Lotos-Sutra

Lotos-Sutra

Das Lotos-Sutra (Sanskrit, n., सद्धर्मपुण्डरीकसूत्र, saddharmapuṇḍarīkasūtra, wörtlich: „Sutra der Lotosblume vom wunderbaren Gesetz“; vietn.: Diệu Pháp Liên Hoa Kinh; chinesisch 法華經 Fǎhuá jīng, W.-G. Fa-hua ching; kor. 법화경, Beophwa gyeong; japanisch früher 法華経, Hokke-kyō die heute übliche japanische Bezeichnung lautet: 妙法蓮華経, Myōhōrenge-kyō; tibetisch: dam pa'i chos padma dkar po'i mdo) ist ein Sutra des Mahayana-Buddhismus und neben dem Diamant-Sutra das in Asien bekannteste der Mahayana-Sutras, wenngleich auch oft nur das 25. Kapitel „Das universale Tor des Bodhisattva Avalokiteshvara“ halbwegs bekannt ist und als Teil für das Ganze steht.

Inhaltsverzeichnis

Geschichte

Man nimmt an, dass frühe Bestandteile dieses Sutras circa 700 Jahre nach dem Tod Buddha Shakyamunis in Indien schriftlich niedergelegt wurden. Im Land Kucha wurde zwischen circa 350 und 380 dieses heute wohl berühmteste der Mahayana-Sutras, mutmaßlich von Sûryasoma, dem Lehrer Kumârajîvas, selbst aus diesen frühen Einzelteilen zusammengesetzt und in seiner heute bekannten Fassung aufgezeichnet. Sûryasoma war überzeugt, mit diesem Sutra den Kern der buddhistischen Lehre vollständig dokumentiert und damit für die Nachwelt erhalten zu haben. Er bat Kumârajîva, er möge dieses Sutra bei seiner Rückkehr nach China dort verbreiten. Ebenso wie andere religiöse Schriften, ist also das Lotos-Sutra ein Werk vieler Autoren, welches Jahrhunderte nach dem Tod des Religionsstifters aufgezeichnet wurde.

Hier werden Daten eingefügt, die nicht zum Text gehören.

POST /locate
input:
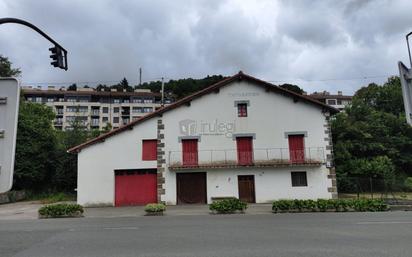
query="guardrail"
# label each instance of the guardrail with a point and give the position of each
(258, 157)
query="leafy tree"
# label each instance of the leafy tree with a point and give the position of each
(5, 68)
(35, 147)
(293, 88)
(371, 137)
(72, 87)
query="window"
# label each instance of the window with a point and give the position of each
(242, 109)
(296, 148)
(299, 179)
(189, 147)
(331, 101)
(244, 150)
(149, 150)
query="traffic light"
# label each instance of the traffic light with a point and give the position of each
(57, 57)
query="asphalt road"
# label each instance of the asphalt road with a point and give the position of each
(308, 234)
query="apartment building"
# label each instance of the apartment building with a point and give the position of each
(338, 101)
(94, 109)
(241, 137)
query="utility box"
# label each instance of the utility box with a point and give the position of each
(9, 108)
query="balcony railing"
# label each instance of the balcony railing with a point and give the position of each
(260, 157)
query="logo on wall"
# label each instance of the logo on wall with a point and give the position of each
(190, 127)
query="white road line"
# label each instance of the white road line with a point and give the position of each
(122, 228)
(383, 222)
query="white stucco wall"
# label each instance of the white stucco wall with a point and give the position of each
(270, 115)
(97, 163)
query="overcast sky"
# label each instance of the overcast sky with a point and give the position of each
(319, 45)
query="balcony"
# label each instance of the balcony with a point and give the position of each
(95, 112)
(260, 157)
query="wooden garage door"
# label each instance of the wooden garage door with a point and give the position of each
(135, 187)
(191, 188)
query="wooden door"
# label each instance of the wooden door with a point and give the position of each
(296, 148)
(244, 150)
(191, 188)
(247, 188)
(189, 147)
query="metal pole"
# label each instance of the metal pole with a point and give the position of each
(25, 23)
(140, 76)
(163, 92)
(409, 50)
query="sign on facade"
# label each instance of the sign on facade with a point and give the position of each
(9, 106)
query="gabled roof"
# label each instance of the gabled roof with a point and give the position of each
(213, 88)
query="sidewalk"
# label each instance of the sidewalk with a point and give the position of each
(28, 210)
(172, 210)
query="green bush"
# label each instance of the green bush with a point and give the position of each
(228, 206)
(61, 210)
(155, 207)
(339, 205)
(408, 183)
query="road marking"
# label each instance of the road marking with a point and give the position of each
(121, 228)
(383, 222)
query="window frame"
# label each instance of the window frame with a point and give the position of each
(297, 181)
(149, 154)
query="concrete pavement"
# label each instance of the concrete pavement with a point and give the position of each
(305, 234)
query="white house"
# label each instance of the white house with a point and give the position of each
(241, 137)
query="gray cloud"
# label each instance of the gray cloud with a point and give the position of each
(285, 41)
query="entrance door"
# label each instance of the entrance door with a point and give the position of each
(191, 188)
(296, 148)
(246, 188)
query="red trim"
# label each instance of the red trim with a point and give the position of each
(149, 150)
(296, 148)
(244, 150)
(189, 152)
(188, 99)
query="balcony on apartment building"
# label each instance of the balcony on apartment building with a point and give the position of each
(233, 158)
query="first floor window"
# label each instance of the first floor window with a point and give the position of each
(299, 179)
(149, 151)
(242, 109)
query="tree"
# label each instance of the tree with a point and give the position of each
(293, 88)
(72, 87)
(371, 137)
(5, 68)
(35, 147)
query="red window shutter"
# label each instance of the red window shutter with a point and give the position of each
(244, 150)
(149, 151)
(296, 148)
(189, 147)
(242, 110)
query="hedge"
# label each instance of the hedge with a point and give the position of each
(155, 208)
(322, 205)
(61, 210)
(227, 206)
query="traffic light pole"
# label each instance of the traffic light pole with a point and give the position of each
(25, 23)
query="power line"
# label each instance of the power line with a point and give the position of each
(103, 82)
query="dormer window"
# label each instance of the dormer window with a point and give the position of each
(242, 109)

Es wurde in Indien, Nepal und Zentralasien in Sanskrit und zentralasiatischen Sprachen (Xixia (Tangutisch), Sogdisch, Khotansakisch und Alt-Uigurisch) überliefert, sowie in Tibet und in China in Übersetzungen: das frühere Zheng fahua jing (正法華經 Zhèng fǎhuā jīng, W.-G. Cheng fa-hua ching) in 10 Kapiteln und 27 Faszikeln, angefertigt während der westlichen Jin-Dynastie von Dharmarakṣa (unsicher: 230–316; 竺法護 Zhú fǎhù, W.-G. Chu fa-hu); und das jüngere, aber weit populärere Miaofa lianhua jing (妙法蓮華經 Miàofǎ liánhuā jīng, W.-G. Miao-fa lien-hua ching) in 7 Faszikeln, angefertigt im Jahr 406 von Kumārajīva (344–413; 鳩摩羅什 Jiūmóluóshé, W.-G. Chiu-mo-lo-shih).

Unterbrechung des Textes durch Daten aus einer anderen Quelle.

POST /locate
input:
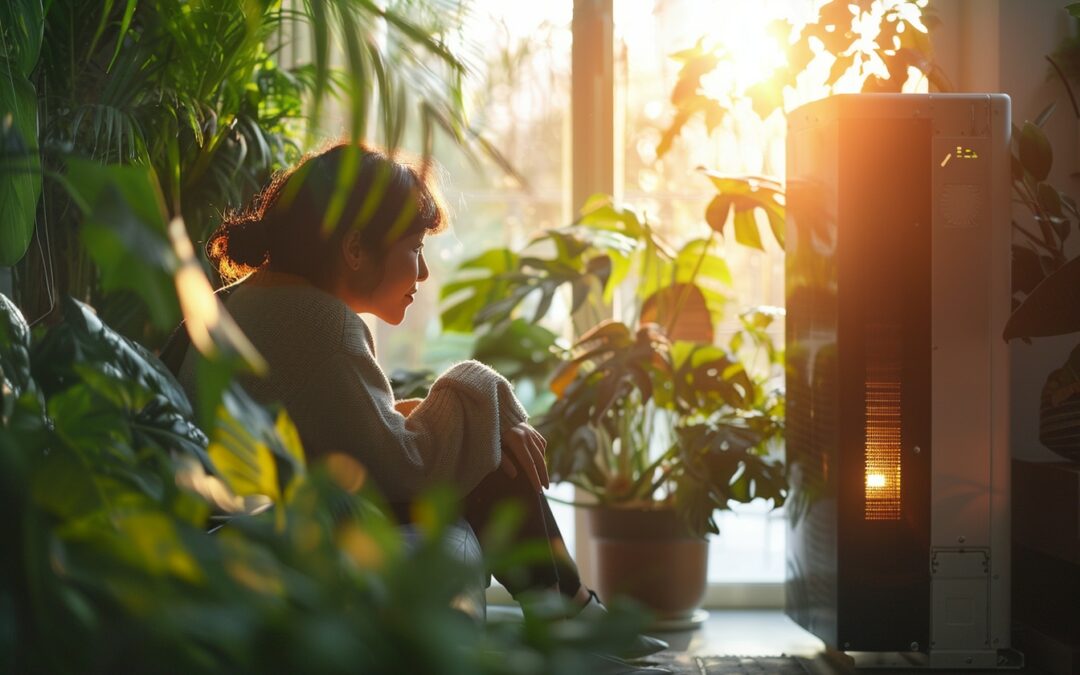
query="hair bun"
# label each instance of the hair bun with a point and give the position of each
(239, 246)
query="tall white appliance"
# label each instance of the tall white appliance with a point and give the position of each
(898, 286)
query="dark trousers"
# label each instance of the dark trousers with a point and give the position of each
(555, 569)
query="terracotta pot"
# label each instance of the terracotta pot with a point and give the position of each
(648, 555)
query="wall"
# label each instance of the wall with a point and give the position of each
(1000, 45)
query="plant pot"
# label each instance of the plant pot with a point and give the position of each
(1060, 409)
(648, 555)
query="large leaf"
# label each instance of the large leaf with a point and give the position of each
(22, 28)
(82, 338)
(124, 232)
(19, 164)
(683, 311)
(14, 353)
(521, 349)
(743, 196)
(256, 454)
(1051, 308)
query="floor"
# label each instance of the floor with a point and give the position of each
(750, 633)
(770, 633)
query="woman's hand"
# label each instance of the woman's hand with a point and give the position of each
(405, 406)
(523, 449)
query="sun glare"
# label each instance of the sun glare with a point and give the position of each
(743, 35)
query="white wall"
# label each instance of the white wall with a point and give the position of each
(1000, 45)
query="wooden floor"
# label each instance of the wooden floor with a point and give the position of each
(750, 633)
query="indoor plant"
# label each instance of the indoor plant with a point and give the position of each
(650, 418)
(1045, 281)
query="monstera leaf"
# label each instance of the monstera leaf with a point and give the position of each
(14, 353)
(743, 197)
(82, 338)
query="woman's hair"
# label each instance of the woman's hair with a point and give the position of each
(297, 223)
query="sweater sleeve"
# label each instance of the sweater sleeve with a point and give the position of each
(454, 435)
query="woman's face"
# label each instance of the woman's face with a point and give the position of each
(403, 269)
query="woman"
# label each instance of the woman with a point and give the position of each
(342, 234)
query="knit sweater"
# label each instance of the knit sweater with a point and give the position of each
(323, 369)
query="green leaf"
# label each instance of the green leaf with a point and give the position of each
(746, 230)
(19, 163)
(1050, 199)
(255, 454)
(1051, 308)
(124, 233)
(1036, 153)
(83, 339)
(22, 27)
(14, 353)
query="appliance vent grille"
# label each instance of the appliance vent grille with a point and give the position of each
(882, 421)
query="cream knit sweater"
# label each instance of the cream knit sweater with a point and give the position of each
(323, 369)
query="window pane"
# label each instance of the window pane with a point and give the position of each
(674, 194)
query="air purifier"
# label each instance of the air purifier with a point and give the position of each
(898, 287)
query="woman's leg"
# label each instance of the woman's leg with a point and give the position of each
(557, 570)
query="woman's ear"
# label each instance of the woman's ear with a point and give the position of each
(352, 251)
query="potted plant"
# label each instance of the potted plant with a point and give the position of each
(1045, 281)
(651, 419)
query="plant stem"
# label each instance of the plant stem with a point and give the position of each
(693, 277)
(1065, 81)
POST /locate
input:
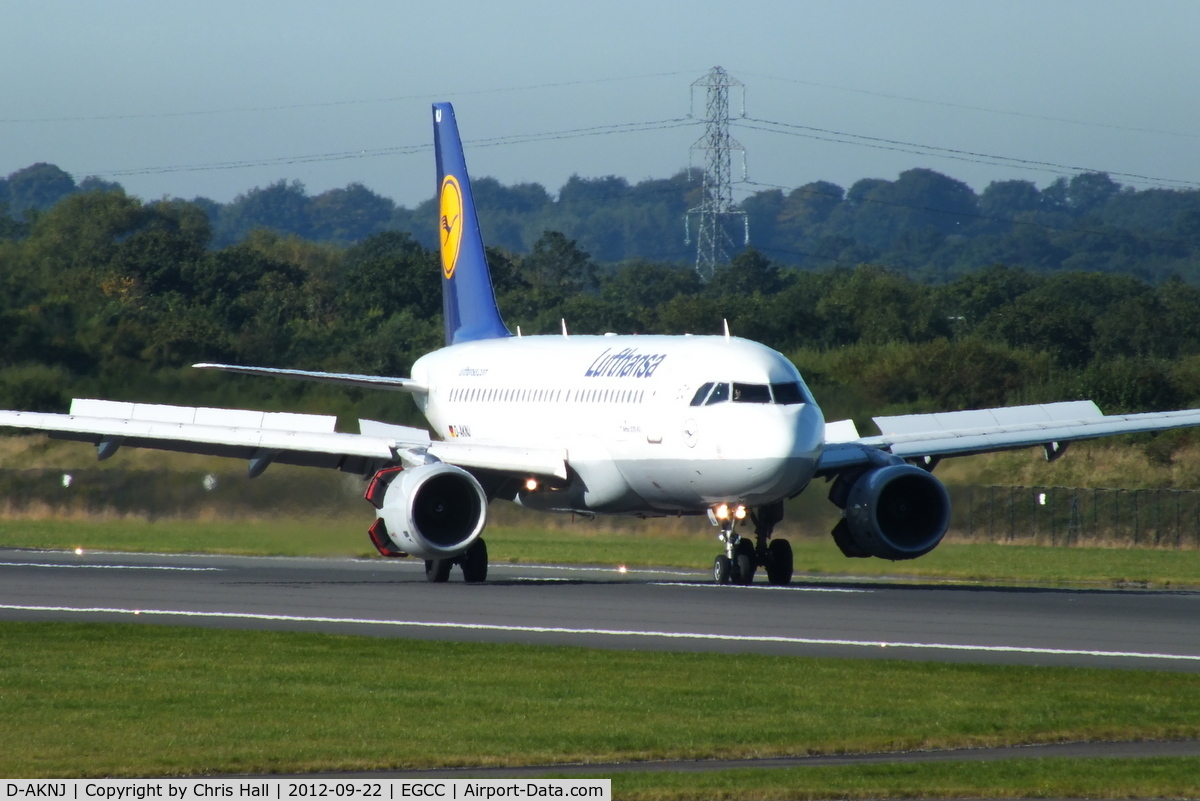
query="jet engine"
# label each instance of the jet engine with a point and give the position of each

Folgende nicht-chinesische Texte sind bekannt: 1) Vollständig: in Nepali, nach dem 8. Jahrhundert, 2) Fragmente zentralasiatische Texte (5. bis 7. Jahrhundert): a) Aus Kaschgar (= „Petofsky's“ Text), b) Fragmente aus Khotan, c) der Khadalik-Text; 3) Der Gilgit-Text aus Kaschmir enthält etwa ¾ des Gesamtwerkes.

Die meisten späteren Kommentare und Übersetzungen (auch in moderne Sprachen) orientieren sich an der späteren chinesischen Übersetzung. In dieser Version gilt das Lotos-Sutra als Grundlage der chinesischen Tiantai zong und der japanischen Tendai-shū, sowie aller Schulen des Nichiren-Buddhismus, erfährt aber auch im Zen und den Schulen des Reinen Landes besondere Wertschätzung. Manchmal wird das Lotos-Sutra, besonders im Zusammenhang mit der Tendai-shū, auch als Ichijōkyō (一乗経 'Sutra des einen Fahrzeugs') bezeichnet.

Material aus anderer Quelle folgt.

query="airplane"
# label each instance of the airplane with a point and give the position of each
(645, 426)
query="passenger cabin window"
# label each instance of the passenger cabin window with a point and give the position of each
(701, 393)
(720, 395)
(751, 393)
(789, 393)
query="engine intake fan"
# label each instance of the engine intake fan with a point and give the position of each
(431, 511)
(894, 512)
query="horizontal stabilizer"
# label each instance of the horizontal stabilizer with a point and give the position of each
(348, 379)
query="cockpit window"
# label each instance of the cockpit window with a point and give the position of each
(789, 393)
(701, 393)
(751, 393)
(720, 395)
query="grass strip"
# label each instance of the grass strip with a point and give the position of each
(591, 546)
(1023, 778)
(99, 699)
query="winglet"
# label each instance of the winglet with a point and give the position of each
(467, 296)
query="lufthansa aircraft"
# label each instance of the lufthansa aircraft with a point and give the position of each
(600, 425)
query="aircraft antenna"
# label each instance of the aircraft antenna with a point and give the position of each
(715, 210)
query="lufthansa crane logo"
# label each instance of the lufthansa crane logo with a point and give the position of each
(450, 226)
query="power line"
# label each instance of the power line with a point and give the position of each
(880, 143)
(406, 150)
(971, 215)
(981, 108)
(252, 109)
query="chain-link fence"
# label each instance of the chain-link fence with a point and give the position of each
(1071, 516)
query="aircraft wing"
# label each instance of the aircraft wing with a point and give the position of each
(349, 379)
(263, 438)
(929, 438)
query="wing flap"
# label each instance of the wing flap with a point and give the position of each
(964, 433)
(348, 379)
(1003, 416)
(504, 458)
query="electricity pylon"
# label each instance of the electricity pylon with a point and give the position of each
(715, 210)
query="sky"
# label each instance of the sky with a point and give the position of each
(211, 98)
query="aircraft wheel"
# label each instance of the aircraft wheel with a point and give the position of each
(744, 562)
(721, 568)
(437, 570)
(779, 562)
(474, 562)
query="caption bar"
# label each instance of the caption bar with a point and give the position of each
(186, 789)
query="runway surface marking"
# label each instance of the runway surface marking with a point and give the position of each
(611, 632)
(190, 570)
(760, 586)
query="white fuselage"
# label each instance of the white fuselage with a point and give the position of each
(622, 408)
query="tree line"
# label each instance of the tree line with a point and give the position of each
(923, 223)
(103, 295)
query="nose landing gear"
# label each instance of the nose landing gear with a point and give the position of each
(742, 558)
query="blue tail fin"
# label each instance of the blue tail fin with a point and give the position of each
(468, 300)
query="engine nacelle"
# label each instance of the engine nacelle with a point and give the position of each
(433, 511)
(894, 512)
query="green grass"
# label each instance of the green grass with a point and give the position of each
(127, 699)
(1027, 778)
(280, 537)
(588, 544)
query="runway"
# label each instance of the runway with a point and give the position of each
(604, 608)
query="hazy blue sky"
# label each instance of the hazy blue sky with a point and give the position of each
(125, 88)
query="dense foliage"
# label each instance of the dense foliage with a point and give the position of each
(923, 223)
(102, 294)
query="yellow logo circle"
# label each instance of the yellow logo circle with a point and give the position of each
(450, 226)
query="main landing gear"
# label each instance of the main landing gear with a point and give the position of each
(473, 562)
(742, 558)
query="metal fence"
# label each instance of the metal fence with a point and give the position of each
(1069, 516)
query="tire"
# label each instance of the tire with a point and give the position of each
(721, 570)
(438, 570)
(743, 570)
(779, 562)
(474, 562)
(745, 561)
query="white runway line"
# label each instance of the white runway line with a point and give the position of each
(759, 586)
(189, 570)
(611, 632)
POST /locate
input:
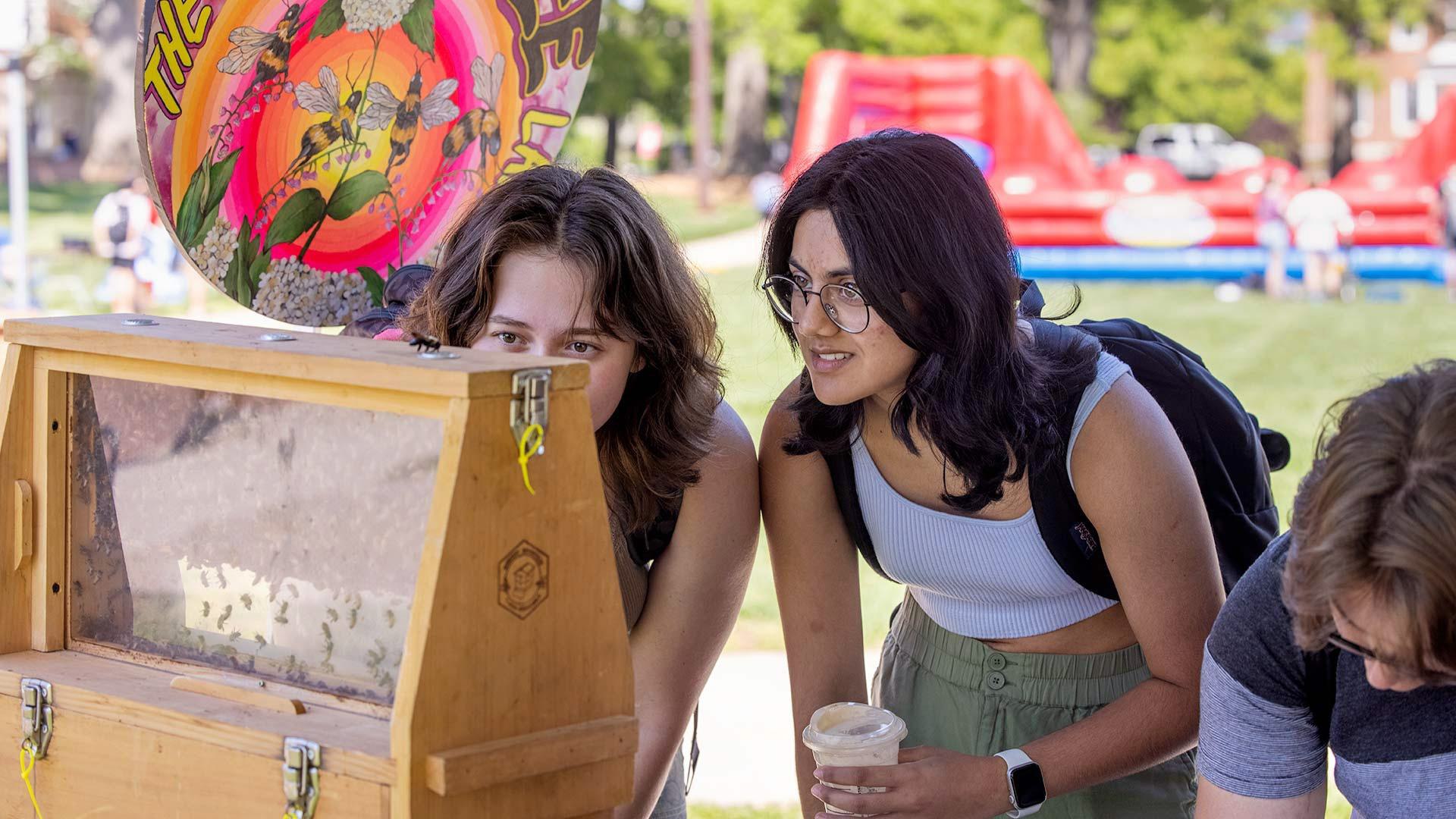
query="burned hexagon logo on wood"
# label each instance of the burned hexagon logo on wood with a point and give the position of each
(523, 580)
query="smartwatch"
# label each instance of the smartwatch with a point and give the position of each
(1024, 779)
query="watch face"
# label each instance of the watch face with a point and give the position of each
(1025, 783)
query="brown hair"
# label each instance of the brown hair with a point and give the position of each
(1378, 512)
(639, 289)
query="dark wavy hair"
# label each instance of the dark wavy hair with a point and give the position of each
(641, 289)
(1376, 512)
(929, 251)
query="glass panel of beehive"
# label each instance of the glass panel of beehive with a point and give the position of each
(274, 538)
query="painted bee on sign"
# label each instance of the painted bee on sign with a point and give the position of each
(325, 99)
(484, 121)
(408, 114)
(267, 50)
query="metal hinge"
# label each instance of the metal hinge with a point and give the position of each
(36, 716)
(530, 403)
(302, 763)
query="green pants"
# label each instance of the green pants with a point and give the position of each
(960, 694)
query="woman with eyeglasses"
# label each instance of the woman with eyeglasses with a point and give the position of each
(1343, 637)
(892, 273)
(579, 265)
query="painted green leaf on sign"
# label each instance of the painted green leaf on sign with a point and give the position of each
(302, 212)
(190, 210)
(376, 284)
(419, 25)
(354, 193)
(329, 19)
(218, 180)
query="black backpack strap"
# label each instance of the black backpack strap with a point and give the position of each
(842, 474)
(692, 755)
(1065, 528)
(650, 542)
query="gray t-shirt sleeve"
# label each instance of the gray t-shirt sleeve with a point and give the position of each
(1253, 746)
(1258, 735)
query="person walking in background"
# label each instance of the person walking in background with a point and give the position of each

Die Verse des Teil 1 (Kapitel 2-9) waren etwa 50 v. Chr. [nach andrer Meinung 40 n. Chr.] abgeschlossen, dessen Prosa etwa 50 Jahre später. Der zweite Teil (Kapitel 10-20/21), wurde bis etwa 100 vollendet, wobei das Kapitel 12 Daibatta (skr. Devadatta) eine spätere (ch.) Einfügung ist, der dritte Teil (Kapitel 21-28) war bis 150 [220] n. Chr. komplett. (Über die genaue zeitliche Abgrenzung der einzelnen Abschnitte ist besonders von jap. Gelehrten viel diskutiert wurden.)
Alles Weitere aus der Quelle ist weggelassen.